Fiedlerさんの命を救ったAutoPulseのしくみを解説した動画
 Fiedlerさんを死の際から救ったのは、“AutoPulse”という心臓サポートポンプ。患者の腰から上をカバーする固定板の上にポンプ装置がベルトで据えられたもので、負荷を分散させて胸部全体を安定的に圧迫することができる。なお、最近あちこちで見かけるAEDとの違いは、ひと言でいえばAEDが電気ショックで心臓の働きを取り戻す装置であるのに対して、こちらは物理的な胸骨圧迫を行う装置であることだ。

 心拍停止で人が死ぬのは、脳への酸素と血液の供給が止まってしまうから。それを防ぐために行われるのが心臓マッサージ(胸骨圧迫)だが、人力では力の入り方にムラがあるし、そもそもすぐに疲れてしまう。手動の圧迫では正常な血流量に比べて心臓へは10〜20%、脳へは30〜40%しか確保できない、と言われている。それをバッテリ駆動式のポンプで安定して行うのがAutoPulseだと、製造元のZOLL Medical Corporation(米国、マサチューセッツ州)は謳う。

 ニュース記事によれば、Fiedlerさんは救急車での搬送中に、2つの病院からどちらを選ぶかと問われた。そこでThe Alfred病院と答えたことが彼に幸運をもたらすことになる。AutoPulseマシンと、携帯式の人工心肺装置による最新の心肺蘇生治療を提供するメルボルン地区唯一の病院がそこだったからだ。

 AutoPulseを含む治療システムのおかげで、脳や臓器への血液と酸素の供給が確保されるため、医師は慌てず騒がす心拍停止の原因を突き止めて治療することができる。そしてFiedlerさんは後遺症もなく無事に退院することができた。The Alfred病院ではこれまでに3人を心拍停止から蘇生させており、各人が臨床的に死亡していた時間は40〜60分になるという。

 記事への反応は、現地のオーストラリア人とそれ以外で真っ二つに分かれている。病院のあるメルボルンに移住しようかと(本気ではないにしても)言うオーストラリア人がいる一方で、外国人の反応にはよそ事で茶化し半分のものが目立つ。やはり死というものは身近で起きない限り他人事なのだろうか。

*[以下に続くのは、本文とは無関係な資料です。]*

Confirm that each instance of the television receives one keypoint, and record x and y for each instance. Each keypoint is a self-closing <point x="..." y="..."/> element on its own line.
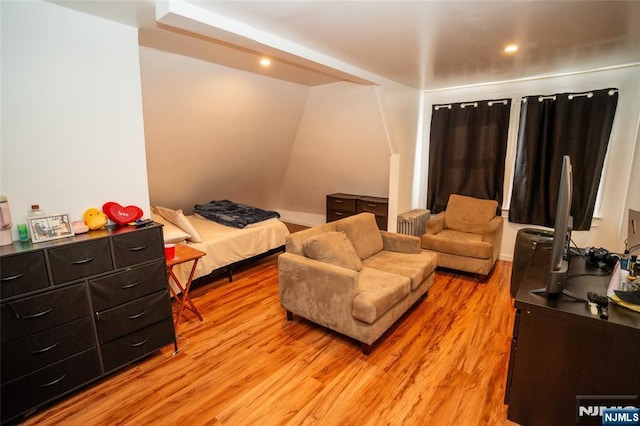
<point x="561" y="245"/>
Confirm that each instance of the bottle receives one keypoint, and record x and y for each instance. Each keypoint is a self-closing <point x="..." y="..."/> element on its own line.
<point x="625" y="261"/>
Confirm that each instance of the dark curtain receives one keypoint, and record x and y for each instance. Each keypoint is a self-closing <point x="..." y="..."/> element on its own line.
<point x="467" y="148"/>
<point x="574" y="124"/>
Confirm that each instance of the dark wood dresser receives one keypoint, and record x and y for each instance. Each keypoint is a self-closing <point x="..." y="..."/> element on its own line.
<point x="343" y="205"/>
<point x="76" y="309"/>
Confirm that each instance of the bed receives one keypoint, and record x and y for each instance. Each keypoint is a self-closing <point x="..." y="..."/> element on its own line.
<point x="227" y="246"/>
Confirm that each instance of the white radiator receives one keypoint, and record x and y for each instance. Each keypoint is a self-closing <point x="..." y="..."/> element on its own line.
<point x="412" y="222"/>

 ちなみにAutoPulseについては、イギリスで3時間半の心拍停止からの蘇生例が報道されている一方、オランダ国王の子息が雪崩に巻き込まれた際にはバッテリが9分15秒しか持たなかったこともまたニュースで報じられており、バッテリライフを含めた不具合も複数報告されている。
  • 「そんなに長いこと心臓が止まってて脳死しなかったのかしら? だって、40分間も脳に酸素が送られなかったら、とても生きてはいられないわよ」(米国)
  • 「死から生還なんてしょっちゅう聞くニュースだね。心拍停止と脳死を一緒くたにしてもらっては困るね」(オーストラリア)
  • 「40年間かと一瞬思った。それならガチで快挙だなって」(イギリス)
  • 「その人から臨死体験のことを聞いてみたいな」(米国)
  • 「すばらしい機器だと思う。でも、我々が死ぬのは脳が活動を停止するからで、心拍停止は必ずしも死を意味するわけじゃない。それはそうと、やっぱりすばらしい技術だと思うよ」(オーストラリア)
  • 「へえ〜すごいね。ひょっとしてこれでゾンビに説明がつく?」(米国)
  • 「死にたくないから、今すぐメルボルンに移住しないと」(オーストラリア)
  • 「アムステルダムじゃ何年か前から同じような機器が救急車に積まれてるよ。ようやく豪州も追いついてきたってところだね」(オランダ)

※上記枠内はすべて編集部訳

(執筆者:待兼 音二郎)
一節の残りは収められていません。